Assume that, if not rescued, each of those people is guaranteed to drown. So, the possibility of saving no one (in the second option) does not arise because no rescue attempt is necessary; it arises because your rescue attempt would be unsuccessful. Without this assumption, it turns out that what risk aversion recommends is under-determined—see Greaves et al. (n.d.).
More generally, the argument has force against any form of risk sensitivity (any deviation from risk neutrality). But, in the moral case, risk aversion seems more plausible than risk seeking (cf. Buchak, 2019), so I will focus here on risk aversion.

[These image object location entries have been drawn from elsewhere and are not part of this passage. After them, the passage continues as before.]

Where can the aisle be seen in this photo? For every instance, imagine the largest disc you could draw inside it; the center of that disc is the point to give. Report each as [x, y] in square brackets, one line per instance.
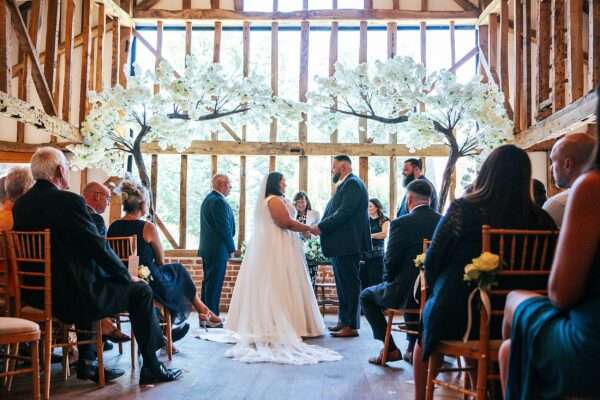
[208, 375]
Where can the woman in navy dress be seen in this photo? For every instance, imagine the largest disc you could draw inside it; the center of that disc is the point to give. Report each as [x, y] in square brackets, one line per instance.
[553, 343]
[171, 283]
[501, 197]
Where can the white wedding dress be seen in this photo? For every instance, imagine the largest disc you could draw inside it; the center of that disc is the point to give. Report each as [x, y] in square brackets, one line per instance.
[273, 304]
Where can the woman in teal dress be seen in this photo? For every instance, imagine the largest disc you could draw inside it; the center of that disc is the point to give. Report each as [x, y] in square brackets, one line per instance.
[554, 344]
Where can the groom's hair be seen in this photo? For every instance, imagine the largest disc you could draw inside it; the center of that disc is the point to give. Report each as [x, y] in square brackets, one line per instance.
[343, 157]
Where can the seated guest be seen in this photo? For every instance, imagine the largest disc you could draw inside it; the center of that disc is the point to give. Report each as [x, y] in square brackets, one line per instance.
[97, 198]
[539, 193]
[570, 157]
[399, 273]
[413, 169]
[554, 343]
[171, 283]
[371, 267]
[89, 282]
[495, 201]
[17, 182]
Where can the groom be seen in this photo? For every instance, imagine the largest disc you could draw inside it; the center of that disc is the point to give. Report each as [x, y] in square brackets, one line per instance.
[345, 236]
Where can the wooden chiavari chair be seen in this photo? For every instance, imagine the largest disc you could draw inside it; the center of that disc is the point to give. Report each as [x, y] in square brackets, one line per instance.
[124, 247]
[405, 327]
[525, 255]
[31, 264]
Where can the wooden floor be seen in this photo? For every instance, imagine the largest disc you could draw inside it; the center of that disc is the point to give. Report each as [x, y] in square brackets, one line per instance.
[209, 375]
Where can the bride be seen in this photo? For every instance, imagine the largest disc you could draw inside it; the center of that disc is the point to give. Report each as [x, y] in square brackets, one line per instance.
[273, 305]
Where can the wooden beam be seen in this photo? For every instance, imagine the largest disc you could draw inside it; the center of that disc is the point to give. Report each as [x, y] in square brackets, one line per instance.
[5, 48]
[518, 81]
[100, 47]
[210, 147]
[559, 54]
[25, 41]
[575, 48]
[66, 105]
[504, 68]
[543, 54]
[572, 117]
[114, 72]
[86, 30]
[183, 203]
[593, 43]
[52, 36]
[310, 15]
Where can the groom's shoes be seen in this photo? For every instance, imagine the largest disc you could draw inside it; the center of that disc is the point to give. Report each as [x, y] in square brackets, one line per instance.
[345, 332]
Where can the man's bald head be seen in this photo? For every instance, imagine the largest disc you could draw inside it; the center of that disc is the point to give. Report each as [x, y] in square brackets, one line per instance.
[221, 184]
[570, 157]
[97, 196]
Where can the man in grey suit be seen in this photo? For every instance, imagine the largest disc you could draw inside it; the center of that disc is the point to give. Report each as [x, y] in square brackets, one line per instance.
[345, 236]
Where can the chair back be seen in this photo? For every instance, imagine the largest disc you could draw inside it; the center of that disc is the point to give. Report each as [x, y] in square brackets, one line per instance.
[123, 246]
[30, 260]
[525, 262]
[7, 287]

One technical, and not very compelling, reason to think otherwise is this: CDT is typically axiomatised in the framework of Savage (1954), while EDT is typically axiomatised in the framework of Jeffrey (1965); and, where risk aversion is accommodated in normative decision theory, it is often done so in the basic framework of Savage (see, e.g., Buchak, 2013, p. 88 & p. 91). But there is no necessary connection between EDT and the Jeffrey framework— EDT can be expressed in Savage’s framework (e.g., Spencer and Wells, 2019, pp. 28-9), and CDT can be expressed in Jeffrey’s framework (e.g., Edgington, 2011). Nor is there a necessary connection between Jeffrey’s framework and risk neutrality—theories accommodating risk aversion can be formulated in that framework too (see Stefánsson and Bradley, 2019).
Risk neutrality is often assumed without argument in existing discussions of EDT and CDT. But I take it that this is typically not for any principled reason, but instead in the interests of brevity (as indicated by, e.g., Williamson, 2021: Footnote 27), or simply due to a lack of imagination.